Major Boost for Publishers Amid Revenue Uncertainty
The Government of India is set to announce a 26% increase in advertisement rates for print media—a move hailed as the most significant hike since 2019—once the Model Code of Conduct for the Bihar Assembly elections lifts in mid-November. The new rates will apply to all newspapers and are aimed particularly at supporting small and medium-sized publishers facing rising input costs and declining ad revenues in the wake of digital transformation.
Background and Sector Impact
The last rate revision came in 2019 with a 25% hike, prompted by recommendations from the Bureau of Outreach and Communication (BOC) to offset soaring newsprint prices and operating expenses. The upcoming rate hike, which has been under discussion for nearly three years, will deliver overdue relief to thousands of print publications, many of whom rely on government ads for up to one-quarter of their total revenue.
- HT Media, Jagran Prakashan, and Hindustan Media Ventures are some of the major listed companies set to benefit, as print accounts for most of their income.
- DB Corp (Dainik Bhaskar) could see a 4–5% boost in overall revenue once new rates take effect.

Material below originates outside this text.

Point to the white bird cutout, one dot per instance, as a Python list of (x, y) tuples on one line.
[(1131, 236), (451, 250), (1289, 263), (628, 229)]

- Small and regional publications will receive targeted support to prevent further job losses, stabilizing local journalism.
Industry Reactions and Further Reforms
Media industry executives have responded positively to the announcement, noting that ad pricing has remained stagnant post-pandemic even as costs have climbed steadily. The Ministry of Information and Broadcasting will also review television, radio, and DTH rate structures, as part of broader reforms to ensure legacy media adapts to digital disruption and maintains financial sustainability.
A formal government notification is expected in November 2025, after which the revised rates will be enforced nationwide. Analysts predict the new rates will help restore pricing parity, boost publishers’ bottom lines, and secure the future of traditional journalism in India.